To paraphrase the 1948 film, and later, television series of the same name, The Naked City, there are eight million stories in the naked city. And probably ten times that many signs. They are everywhere, all asking for our attention. There are billboards and banners, blinking neon letters and twinkling LEDs. Go to Times Square and there's probably at least one example of every kind of sign ever devised. It wouldn't be surprising to find a few tablets cut in stone, or parchment scrolls tucked away in some corner, advertising psychic readings or after-theater dinners. In short, signs are all around us.

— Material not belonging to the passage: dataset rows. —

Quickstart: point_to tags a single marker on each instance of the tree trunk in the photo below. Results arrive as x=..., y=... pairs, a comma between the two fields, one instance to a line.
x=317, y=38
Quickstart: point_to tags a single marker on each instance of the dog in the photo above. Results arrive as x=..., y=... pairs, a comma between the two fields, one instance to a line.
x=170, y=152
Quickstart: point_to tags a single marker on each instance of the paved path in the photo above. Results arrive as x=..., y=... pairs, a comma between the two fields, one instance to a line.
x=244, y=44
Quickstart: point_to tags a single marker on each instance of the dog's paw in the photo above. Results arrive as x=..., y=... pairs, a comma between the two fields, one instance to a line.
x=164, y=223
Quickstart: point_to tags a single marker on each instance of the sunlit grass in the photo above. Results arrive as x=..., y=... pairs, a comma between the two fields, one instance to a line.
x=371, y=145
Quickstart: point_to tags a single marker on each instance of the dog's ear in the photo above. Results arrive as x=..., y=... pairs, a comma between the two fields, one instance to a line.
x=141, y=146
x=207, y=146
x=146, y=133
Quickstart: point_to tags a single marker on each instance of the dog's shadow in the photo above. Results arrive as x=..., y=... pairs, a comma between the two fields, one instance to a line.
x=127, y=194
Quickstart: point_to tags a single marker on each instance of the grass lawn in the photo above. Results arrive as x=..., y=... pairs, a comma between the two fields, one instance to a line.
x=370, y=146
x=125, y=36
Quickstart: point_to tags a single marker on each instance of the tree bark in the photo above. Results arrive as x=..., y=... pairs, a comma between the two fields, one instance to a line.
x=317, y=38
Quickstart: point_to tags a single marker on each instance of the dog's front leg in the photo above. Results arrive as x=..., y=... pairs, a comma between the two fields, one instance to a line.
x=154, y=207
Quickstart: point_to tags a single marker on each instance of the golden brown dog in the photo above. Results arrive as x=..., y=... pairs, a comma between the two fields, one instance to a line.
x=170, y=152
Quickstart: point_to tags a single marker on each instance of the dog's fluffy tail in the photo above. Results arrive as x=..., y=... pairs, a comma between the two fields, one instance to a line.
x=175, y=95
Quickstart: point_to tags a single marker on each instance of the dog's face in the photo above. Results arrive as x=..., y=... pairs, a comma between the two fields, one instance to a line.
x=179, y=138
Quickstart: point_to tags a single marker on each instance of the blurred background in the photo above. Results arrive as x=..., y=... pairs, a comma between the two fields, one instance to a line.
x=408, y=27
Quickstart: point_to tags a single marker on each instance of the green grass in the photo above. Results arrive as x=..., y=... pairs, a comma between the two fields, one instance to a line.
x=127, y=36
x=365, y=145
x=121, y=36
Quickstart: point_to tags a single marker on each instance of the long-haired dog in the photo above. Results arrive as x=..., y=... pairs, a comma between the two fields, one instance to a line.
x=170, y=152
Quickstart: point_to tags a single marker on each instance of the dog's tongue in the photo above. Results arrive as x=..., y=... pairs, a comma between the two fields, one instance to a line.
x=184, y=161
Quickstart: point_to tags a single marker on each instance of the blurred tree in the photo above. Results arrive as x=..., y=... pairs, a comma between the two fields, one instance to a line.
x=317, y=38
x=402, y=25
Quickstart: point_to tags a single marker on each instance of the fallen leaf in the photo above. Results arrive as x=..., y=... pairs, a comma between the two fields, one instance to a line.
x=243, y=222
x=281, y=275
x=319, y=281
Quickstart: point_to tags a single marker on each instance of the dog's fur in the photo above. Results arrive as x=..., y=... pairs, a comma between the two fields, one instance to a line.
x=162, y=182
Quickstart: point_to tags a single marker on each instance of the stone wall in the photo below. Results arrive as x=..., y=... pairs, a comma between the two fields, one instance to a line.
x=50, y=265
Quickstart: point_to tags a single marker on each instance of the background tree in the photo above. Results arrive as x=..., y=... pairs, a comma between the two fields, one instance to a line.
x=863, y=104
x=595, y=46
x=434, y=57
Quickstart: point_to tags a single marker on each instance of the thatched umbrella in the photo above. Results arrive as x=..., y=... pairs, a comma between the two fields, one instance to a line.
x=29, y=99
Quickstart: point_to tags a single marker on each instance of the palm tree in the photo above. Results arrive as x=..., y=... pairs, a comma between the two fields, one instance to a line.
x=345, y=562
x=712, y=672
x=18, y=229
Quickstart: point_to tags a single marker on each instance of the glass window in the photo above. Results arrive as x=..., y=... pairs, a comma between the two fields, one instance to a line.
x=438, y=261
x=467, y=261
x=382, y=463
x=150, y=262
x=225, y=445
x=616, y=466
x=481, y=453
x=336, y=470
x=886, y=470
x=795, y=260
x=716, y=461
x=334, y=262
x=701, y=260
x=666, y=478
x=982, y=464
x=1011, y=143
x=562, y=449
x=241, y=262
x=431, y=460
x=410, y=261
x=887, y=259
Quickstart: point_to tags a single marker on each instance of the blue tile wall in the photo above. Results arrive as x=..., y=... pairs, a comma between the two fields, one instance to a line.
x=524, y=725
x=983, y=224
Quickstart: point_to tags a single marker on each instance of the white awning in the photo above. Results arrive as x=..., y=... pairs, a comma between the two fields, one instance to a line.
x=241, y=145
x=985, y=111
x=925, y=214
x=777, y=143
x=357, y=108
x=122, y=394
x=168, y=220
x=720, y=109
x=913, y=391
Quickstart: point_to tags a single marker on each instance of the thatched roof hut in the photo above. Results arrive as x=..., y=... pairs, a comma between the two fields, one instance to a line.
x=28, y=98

Like any other tall structure, co-op and condo buildings are attractive sites for advertising signage. Ground floor retail shops showcase their names on brightly-lit signs. Doctors, lawyers and other professionals whose offices are housed in co-op and condo buildings also hang their shingles outside. Some buildings, although not nearly as many as in the past, will rent roof space or that rare exterior wall space for larger-scale advertising purposes to earn a few extra dollars for the annual budget.

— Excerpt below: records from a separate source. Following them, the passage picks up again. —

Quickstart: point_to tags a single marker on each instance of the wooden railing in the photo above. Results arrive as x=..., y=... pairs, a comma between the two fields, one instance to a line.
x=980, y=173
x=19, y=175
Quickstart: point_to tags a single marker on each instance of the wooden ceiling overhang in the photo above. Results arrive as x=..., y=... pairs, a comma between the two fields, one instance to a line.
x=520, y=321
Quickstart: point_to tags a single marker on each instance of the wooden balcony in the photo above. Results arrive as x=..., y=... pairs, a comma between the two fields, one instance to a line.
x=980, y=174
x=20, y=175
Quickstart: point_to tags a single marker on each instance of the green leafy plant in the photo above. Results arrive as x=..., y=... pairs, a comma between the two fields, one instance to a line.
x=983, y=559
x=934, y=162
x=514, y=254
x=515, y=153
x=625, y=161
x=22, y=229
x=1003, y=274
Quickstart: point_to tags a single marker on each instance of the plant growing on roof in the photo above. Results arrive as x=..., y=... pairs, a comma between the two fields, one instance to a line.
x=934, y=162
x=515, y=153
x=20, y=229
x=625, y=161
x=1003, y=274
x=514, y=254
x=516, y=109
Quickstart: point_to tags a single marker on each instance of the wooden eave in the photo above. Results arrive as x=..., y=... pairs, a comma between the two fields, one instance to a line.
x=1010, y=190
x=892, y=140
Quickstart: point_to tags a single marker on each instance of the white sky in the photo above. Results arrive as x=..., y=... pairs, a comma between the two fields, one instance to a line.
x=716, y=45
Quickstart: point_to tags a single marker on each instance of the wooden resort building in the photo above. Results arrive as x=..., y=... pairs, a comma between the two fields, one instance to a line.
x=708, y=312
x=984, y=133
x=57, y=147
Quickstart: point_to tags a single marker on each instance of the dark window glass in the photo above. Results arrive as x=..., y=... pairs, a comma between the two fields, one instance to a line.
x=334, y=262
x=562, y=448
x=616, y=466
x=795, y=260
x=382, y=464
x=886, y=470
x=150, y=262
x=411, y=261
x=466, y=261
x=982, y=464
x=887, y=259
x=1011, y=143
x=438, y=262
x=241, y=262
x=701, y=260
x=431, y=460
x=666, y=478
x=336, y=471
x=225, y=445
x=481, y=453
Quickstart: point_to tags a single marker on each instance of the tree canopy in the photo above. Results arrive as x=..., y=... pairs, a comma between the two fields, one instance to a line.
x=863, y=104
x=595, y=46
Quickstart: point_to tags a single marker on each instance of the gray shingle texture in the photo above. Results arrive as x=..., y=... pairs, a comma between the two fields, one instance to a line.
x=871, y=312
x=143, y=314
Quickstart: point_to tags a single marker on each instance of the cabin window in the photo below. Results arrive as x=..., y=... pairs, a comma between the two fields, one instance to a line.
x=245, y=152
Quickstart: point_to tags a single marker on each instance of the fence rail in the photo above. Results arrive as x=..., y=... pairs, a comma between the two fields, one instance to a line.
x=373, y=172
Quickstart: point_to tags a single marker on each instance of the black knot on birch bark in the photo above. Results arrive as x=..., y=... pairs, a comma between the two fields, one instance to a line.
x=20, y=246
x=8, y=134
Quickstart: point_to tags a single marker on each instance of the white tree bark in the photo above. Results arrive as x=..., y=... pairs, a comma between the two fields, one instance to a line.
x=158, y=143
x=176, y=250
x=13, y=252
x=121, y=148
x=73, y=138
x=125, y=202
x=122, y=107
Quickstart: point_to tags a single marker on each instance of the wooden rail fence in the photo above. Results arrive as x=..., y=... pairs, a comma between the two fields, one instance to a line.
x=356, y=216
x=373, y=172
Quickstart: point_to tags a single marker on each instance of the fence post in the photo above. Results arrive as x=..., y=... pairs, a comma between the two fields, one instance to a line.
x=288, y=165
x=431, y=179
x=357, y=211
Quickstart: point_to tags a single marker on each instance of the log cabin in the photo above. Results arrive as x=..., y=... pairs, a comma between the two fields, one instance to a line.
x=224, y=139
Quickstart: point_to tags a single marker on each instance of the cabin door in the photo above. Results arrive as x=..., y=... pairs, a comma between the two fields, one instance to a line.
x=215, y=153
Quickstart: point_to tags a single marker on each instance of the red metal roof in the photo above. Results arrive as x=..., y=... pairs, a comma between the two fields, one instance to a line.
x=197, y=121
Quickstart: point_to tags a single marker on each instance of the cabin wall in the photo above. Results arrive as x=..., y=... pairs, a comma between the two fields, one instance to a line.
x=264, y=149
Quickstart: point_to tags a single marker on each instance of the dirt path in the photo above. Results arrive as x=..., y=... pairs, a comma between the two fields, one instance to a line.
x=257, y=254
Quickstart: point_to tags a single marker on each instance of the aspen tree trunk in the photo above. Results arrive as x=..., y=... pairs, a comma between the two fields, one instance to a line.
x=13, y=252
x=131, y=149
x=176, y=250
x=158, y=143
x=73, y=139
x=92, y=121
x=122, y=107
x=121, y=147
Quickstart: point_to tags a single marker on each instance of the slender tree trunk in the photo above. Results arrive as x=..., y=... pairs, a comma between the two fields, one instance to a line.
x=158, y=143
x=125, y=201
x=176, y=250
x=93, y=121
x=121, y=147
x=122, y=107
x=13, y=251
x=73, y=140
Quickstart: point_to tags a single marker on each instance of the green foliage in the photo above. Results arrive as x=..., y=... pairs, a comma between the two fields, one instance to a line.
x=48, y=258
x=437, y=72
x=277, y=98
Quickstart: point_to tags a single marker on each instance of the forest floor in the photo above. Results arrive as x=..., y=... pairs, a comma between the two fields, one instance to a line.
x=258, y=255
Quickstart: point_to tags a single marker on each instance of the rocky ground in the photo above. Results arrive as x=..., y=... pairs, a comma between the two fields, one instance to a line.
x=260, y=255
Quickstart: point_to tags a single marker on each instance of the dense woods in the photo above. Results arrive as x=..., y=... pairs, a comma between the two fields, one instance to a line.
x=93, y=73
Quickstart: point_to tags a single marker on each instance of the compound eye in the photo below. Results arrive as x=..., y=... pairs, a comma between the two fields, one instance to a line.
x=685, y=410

Attractive as the prospect of "free money" from advertisers might seem, the question of whether to allow signage on your building requires special attention from both board and management. It's never just about sending a worker up a ladder with four nails and a glossy new banner. There are zoning questions. City code questions. There are insurance considerations and contracts to iron out. There's size and scale and questions of architectural taste and image. It's a process into which no building should jump unprepared.
Sign of the Times
When it comes to co-ops and condos, most building signs are put up by commercial tenants on the lower floors. For most residents, finding the perfect balance between a sign that gets the message across and a sign that's just too big or ostentatious can be a delicate act.
"A co-op is a home for hundreds of people," says attorney Andrew Brucker of the law firm of Schechter & Brucker PC in Manhattan. "They want it to be nice. They don't want big signs all over the building." Which is why the days of renting building space for advertisements may be dwindling. "Just renting out space like that takes away from the building," Brucker says. "It takes away from its status. And buildings want to be high-class, no matter where they are."